Actress Jennifer Jones, whom producer and future husband David O. Selznick groomed into a major leading lady in his films, and who later married Norton Simon, died Thursday in Malibu of natural causes. She was 90.
The raven-haired actress was nominated for Oscars five times, winning for her first starring role, in “The Song of Bernadette,” in 1944. Known for her intense performances, Jones was one of Hollywood’s biggest stars of the 1940s and ’50s. But other than her role in 1974 melodrama “The Towering Inferno,” she largely stayed out of the limelight after the 1960s.
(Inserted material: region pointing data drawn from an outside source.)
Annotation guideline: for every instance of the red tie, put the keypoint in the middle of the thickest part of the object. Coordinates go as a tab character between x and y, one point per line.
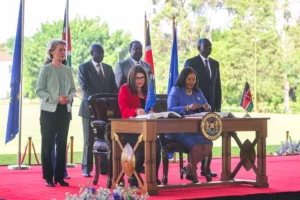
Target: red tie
100	71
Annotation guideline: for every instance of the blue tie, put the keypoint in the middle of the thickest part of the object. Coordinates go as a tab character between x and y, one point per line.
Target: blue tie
207	69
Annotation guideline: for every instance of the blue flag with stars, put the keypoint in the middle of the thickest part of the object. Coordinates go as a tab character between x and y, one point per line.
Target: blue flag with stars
173	64
151	97
13	128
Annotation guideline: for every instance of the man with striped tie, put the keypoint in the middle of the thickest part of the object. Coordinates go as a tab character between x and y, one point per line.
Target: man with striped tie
123	67
209	79
94	77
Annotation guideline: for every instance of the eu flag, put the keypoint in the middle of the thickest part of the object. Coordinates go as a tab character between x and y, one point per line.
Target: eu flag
151	97
173	64
13	127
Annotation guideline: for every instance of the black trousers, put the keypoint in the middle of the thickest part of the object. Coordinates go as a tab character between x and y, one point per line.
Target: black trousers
140	151
88	143
54	124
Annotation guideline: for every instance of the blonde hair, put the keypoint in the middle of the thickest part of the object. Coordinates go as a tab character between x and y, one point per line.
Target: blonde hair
52	44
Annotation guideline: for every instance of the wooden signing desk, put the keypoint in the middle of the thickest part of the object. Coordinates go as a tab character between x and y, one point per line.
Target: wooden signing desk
148	130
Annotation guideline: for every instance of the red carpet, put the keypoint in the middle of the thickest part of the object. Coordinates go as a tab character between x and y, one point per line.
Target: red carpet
283	173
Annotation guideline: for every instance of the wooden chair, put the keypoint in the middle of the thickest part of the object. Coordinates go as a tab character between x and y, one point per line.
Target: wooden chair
102	107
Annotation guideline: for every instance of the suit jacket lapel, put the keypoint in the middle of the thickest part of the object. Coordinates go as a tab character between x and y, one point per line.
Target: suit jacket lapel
91	67
213	69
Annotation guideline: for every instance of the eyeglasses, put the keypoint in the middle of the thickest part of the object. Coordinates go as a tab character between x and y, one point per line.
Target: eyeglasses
140	78
191	79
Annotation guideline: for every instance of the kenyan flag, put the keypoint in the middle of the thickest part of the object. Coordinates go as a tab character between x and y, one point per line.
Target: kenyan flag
246	101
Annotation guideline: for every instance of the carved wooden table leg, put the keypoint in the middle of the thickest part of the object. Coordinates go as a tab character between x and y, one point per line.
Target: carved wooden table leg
226	157
262	178
150	137
116	159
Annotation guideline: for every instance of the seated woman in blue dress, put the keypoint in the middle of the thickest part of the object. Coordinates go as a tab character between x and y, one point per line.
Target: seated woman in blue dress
186	98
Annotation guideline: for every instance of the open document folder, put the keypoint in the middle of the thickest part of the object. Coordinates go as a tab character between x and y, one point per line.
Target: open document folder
200	115
159	115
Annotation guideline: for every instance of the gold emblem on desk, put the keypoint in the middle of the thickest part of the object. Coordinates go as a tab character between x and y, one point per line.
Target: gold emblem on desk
211	126
128	160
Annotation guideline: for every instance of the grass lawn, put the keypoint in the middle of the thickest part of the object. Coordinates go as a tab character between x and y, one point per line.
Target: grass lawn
11	159
277	127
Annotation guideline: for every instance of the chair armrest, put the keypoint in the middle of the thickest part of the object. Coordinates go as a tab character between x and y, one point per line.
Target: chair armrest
99	124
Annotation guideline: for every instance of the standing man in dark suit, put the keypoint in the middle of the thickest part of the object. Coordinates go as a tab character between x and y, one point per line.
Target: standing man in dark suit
122	70
209	80
123	67
94	77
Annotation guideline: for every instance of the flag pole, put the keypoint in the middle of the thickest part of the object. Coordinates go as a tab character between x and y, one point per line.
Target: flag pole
20	166
145	31
67	28
173	26
174	160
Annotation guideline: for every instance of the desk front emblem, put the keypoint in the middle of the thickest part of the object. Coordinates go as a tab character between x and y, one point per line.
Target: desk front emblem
211	126
110	113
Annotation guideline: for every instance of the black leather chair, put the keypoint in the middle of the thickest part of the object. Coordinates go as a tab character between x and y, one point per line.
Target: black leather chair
168	145
102	107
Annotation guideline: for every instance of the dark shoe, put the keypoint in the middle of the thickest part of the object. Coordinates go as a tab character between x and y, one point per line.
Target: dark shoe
61	182
50	183
133	182
212	174
188	176
158	182
86	174
67	177
208	178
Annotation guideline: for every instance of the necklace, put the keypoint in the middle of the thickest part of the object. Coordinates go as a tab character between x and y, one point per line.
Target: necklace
189	93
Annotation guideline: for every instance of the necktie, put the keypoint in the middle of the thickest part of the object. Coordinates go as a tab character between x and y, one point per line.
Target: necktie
100	72
207	69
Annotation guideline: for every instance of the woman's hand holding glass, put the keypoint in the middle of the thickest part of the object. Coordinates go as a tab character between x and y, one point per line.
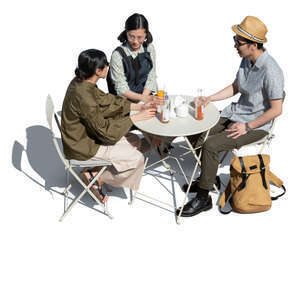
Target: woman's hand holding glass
152	98
203	100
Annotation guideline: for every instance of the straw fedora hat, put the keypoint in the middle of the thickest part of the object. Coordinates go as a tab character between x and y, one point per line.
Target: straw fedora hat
252	29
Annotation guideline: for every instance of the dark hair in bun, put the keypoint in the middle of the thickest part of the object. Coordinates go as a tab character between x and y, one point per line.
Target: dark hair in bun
136	21
88	61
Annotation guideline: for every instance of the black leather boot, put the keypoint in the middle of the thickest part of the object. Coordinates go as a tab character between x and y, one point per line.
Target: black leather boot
196	205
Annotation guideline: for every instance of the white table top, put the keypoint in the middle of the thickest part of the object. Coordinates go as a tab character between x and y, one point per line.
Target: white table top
182	126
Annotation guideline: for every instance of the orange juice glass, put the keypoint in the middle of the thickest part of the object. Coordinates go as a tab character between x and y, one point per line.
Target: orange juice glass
160	94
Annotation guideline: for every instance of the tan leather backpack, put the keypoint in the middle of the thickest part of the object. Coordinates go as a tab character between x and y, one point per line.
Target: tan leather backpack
249	187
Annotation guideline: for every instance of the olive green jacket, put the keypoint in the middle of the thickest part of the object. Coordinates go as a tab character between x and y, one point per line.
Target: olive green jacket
91	118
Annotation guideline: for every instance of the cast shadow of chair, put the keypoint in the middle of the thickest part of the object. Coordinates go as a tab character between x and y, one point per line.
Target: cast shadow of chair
43	159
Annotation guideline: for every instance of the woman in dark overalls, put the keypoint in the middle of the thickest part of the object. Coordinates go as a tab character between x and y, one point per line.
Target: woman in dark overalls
132	67
132	70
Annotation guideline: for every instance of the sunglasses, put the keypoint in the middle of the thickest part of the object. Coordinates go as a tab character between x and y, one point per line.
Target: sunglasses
238	43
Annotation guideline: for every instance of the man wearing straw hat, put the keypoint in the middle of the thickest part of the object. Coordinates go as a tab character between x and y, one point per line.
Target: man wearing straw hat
260	82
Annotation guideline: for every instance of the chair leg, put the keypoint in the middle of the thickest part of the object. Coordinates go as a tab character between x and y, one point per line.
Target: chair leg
132	197
86	190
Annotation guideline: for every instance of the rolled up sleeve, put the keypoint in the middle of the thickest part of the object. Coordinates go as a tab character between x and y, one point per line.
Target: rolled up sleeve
151	80
117	73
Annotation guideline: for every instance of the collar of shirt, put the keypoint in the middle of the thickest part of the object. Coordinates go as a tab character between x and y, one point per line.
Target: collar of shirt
261	60
132	52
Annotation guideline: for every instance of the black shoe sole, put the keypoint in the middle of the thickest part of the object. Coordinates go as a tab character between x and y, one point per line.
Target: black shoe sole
194	213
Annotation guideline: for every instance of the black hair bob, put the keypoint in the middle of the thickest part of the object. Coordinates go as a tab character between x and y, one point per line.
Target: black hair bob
88	61
136	21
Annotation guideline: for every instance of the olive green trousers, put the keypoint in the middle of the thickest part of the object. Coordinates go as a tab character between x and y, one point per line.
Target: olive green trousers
217	142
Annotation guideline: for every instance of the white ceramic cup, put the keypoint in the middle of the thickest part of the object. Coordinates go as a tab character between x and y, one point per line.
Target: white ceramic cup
182	111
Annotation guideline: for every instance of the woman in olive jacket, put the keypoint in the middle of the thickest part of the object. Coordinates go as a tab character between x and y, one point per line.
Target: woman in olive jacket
95	126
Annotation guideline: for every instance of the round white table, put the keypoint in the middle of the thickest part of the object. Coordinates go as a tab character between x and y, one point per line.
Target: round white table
183	127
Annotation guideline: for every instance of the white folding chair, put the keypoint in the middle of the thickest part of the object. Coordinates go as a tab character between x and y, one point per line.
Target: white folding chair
70	164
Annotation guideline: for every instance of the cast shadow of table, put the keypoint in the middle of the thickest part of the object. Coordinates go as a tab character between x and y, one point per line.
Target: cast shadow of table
161	175
45	162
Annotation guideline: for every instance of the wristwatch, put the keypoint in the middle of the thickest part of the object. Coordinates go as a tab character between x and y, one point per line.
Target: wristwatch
247	127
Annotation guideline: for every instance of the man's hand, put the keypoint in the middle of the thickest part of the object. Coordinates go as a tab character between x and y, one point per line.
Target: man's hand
236	129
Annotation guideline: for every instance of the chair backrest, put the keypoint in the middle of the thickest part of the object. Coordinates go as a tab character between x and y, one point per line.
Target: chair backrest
49	115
Among her most memorable roles were the vixen who vamps with rowdy cowboy Gregory Peck in “Duel in the Sun” and the Eurasian doctor who falls for Korean War correspondent William Holden in “Love Is a Many-Splendored Thing.”
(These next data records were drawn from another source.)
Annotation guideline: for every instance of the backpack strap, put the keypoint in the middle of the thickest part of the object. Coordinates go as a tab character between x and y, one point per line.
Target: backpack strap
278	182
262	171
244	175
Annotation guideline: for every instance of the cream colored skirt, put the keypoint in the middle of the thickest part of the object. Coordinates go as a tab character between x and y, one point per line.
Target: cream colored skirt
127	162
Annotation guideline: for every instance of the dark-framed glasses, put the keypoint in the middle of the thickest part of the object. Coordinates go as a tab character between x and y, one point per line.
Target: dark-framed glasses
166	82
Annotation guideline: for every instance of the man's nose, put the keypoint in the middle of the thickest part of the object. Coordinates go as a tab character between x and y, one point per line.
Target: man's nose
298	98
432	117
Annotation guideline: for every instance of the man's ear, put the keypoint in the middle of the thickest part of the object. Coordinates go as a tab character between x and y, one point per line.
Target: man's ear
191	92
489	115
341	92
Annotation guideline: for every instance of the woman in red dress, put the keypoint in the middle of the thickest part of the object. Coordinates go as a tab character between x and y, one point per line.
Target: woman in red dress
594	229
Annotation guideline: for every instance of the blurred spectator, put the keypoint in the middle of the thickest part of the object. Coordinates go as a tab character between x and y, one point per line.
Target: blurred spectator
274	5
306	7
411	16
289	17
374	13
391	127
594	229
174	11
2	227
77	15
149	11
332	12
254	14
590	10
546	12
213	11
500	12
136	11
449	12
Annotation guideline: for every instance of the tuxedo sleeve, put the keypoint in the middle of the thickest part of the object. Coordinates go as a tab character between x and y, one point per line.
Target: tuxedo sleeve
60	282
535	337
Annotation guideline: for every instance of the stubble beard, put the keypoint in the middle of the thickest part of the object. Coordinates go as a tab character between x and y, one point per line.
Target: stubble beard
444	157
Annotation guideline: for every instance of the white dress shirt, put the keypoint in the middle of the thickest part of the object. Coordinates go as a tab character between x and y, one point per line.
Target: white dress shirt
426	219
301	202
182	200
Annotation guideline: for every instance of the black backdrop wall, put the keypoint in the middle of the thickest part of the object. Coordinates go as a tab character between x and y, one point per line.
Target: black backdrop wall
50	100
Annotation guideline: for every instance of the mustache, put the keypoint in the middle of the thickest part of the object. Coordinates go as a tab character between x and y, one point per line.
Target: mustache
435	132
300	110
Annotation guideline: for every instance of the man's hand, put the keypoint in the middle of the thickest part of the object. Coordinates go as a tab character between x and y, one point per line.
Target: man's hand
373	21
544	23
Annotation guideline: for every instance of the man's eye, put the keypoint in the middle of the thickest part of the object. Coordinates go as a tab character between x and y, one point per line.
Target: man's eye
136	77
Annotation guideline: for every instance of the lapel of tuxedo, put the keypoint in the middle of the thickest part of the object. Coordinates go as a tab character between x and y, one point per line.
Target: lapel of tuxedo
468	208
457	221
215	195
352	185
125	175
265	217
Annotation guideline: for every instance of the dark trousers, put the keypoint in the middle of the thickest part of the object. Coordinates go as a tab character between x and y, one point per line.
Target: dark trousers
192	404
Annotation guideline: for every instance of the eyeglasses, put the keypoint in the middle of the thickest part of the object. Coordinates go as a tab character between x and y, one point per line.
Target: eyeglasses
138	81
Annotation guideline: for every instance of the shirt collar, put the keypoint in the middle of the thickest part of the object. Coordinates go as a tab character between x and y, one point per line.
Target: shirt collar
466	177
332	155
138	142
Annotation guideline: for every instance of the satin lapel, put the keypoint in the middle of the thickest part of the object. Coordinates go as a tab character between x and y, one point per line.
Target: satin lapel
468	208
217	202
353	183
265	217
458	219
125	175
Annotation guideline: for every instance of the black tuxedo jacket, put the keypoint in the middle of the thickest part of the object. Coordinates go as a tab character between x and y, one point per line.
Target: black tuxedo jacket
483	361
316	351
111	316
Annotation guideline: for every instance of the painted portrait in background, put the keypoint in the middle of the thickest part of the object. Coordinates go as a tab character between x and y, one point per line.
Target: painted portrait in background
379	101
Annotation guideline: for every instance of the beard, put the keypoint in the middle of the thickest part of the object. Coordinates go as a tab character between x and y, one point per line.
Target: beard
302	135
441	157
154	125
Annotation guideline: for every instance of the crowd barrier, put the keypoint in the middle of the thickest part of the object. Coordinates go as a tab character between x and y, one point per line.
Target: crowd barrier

Jones, born Phyllis Isley in Tulsa, Okla., met Selznick when she was 20. She was already married to actor Robert Walker and had appeared in a Republic Western called “New Frontier” and a Dick Tracy serial under her given name. Her parents, who owned the Isley Stock Co., had allowed her to move to New York to attend the American Academy of Dramatic Arts when she was 18. A year later she met and married Walker, and they trekked to Hollywood for their honeymoon.
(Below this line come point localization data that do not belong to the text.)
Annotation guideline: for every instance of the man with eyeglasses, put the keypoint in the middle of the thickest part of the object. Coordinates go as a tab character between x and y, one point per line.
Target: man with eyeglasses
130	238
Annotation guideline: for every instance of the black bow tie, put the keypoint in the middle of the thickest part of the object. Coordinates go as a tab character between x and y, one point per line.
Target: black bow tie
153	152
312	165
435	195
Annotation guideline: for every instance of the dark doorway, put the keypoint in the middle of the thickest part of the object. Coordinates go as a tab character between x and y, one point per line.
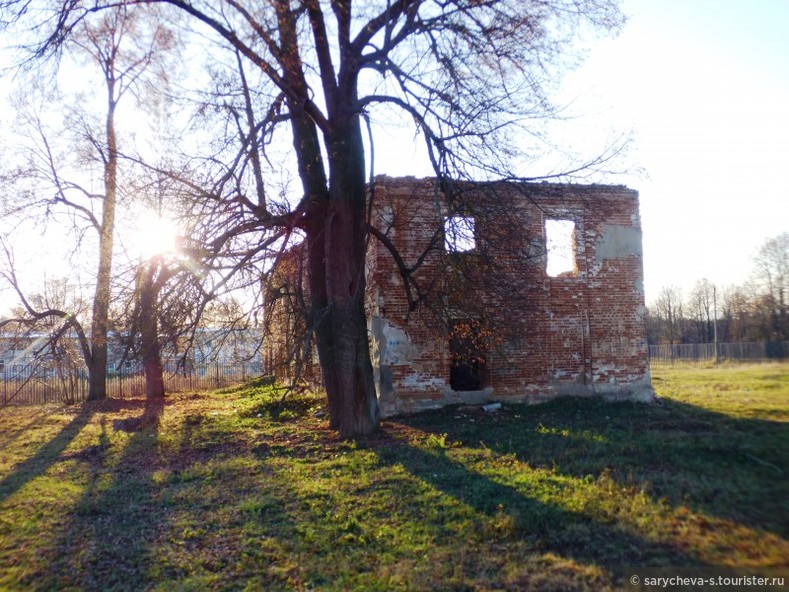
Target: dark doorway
467	360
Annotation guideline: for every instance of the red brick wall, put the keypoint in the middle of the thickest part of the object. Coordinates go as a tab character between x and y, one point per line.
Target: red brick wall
549	335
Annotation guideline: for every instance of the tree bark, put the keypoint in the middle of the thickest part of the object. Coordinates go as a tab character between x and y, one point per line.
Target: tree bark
150	349
97	368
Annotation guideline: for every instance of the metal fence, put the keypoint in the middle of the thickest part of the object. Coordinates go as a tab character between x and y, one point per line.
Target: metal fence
709	354
26	385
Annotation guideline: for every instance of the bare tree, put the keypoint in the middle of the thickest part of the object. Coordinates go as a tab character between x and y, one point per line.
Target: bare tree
470	75
772	275
122	46
669	312
701	304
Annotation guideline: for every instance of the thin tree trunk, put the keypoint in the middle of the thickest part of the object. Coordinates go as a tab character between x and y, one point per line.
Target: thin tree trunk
101	303
150	349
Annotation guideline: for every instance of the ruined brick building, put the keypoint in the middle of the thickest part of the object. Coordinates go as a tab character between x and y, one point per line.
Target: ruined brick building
470	300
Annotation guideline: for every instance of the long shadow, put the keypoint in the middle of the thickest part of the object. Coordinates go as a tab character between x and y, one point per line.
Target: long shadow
728	467
106	544
548	527
38	464
10	435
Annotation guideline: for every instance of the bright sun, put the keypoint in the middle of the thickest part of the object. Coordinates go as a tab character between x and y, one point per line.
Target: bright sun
154	235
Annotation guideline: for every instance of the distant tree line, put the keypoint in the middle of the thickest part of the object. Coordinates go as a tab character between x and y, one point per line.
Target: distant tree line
757	310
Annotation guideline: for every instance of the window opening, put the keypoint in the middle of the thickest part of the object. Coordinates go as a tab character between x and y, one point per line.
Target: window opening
466	357
459	234
560	246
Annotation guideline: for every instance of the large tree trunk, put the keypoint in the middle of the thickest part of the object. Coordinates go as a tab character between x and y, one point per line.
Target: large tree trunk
336	239
97	369
336	231
347	370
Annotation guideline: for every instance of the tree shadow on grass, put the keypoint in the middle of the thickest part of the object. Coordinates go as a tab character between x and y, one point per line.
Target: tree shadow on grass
38	464
548	528
727	467
105	545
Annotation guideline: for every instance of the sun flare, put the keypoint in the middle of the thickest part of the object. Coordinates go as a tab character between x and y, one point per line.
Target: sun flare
154	235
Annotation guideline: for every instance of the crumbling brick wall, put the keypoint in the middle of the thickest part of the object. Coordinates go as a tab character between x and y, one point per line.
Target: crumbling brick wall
582	332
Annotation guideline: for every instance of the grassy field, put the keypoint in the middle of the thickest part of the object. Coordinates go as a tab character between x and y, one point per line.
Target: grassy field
231	491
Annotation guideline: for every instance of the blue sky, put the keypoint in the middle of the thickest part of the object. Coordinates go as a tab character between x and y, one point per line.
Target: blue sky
703	85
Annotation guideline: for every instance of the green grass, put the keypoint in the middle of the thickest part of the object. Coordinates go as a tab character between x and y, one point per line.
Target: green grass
233	490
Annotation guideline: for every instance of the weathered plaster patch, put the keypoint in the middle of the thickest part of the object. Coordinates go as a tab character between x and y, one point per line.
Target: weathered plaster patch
618	242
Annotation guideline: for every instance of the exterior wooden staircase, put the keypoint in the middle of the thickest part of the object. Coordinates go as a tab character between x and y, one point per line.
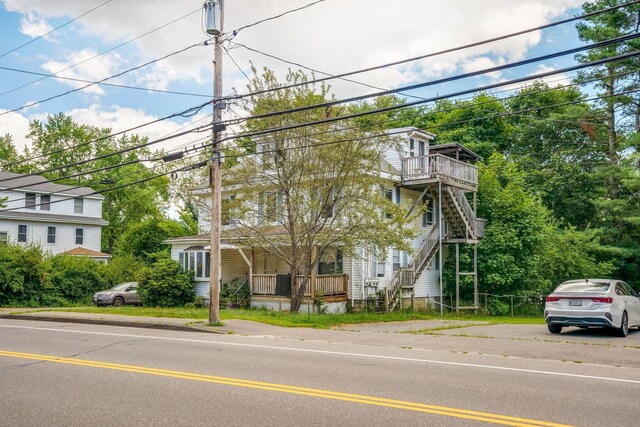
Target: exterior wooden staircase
462	224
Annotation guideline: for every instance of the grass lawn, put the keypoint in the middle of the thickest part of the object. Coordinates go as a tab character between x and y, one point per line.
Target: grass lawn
320	321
Selznick met her after an audition for the film version of “Claudia” and took her under his wing, arranging for her to study with Sanford Meisner of the Group Theater and giving her a four-year publicity build-up, capped by her debut role in “Song of Bernadette” as the peasant girl of Lourdes who witnesses a miracle. “It is an inspirationally sensitive and arresting performance” was Variety‘s assessment of the role.
She was next cast in the Selznick-penned wartime romance “Since You Went Away,” for which she received a second Oscar nom as supporting actress. Her co-star/romantic interest was husband Walker, from whom she was separating amid fan magazine rumors of her affair with mentor Selznick. Jones’ third Acad nom in a row came for “Love Letters.”
The 1946 overblown Western “Duel in the Sun” drew Jones yet another nomination as the passionate “half-breed” Pearl Chavez. In 1949, after Selznick obtained a divorce from his first wife, Irene Mayer Selznick, he and Jones were finally married. But Jones’ career curiously began to careen downhill as Selznick took great pains to cast her in usually heavy-handed “important” literary adaptations.
There were high points in Jones’ later career, like Vincente Minnelli’s underrated version of Flaubert’s “Madame Bovary,” with Jones doing a fine turn as a dreamy-eyed and tragic Emma Bovary. And she was deliciously wry in John Huston’s noir comedy “Beat the Devil” from a Truman Capote script.
Her performances were less successful in the film version of Theodore Dreiser’s “Carrie” and in “The Barretts of Wimpole Street.” Her Broadway debut in a stage adaptation of Henry James’ “Portrait of a Lady” ran only a week.
She had a few hits in the 1950s, including the sudsy Technicolor “Love is a Many-Splendored Thing” opposite William Holden and a remake of Hemingway’s “A Farewell to Arms.” Her later films included another “Tender Is the Night” and the lesser-known pics “The Idol” and “Angel, Angel Down We Go.”
Selznick died in 1965, and two years later, upon learning of the death of an old friend, actor Charles Bickford, Jones tried to kill herself with an overdose of sleeping pills. In 1976, her only daughter by Selznick jumped from the roof of a high-rise.
By then, she had married industrialist Norton Simon in 1971 and made a rare foray back to the screen in disaster melodrama “The Towering Inferno.” In 1989, with Simon in failing health, Jones took control of her husband’s Pasadena-based Norton Simon Museum, serving as chair of the board. She initiated the museum’s gallery renovation and spearheaded outreach initiatives.
She is survived by a son, eight grandchildren and four great-grandchildren.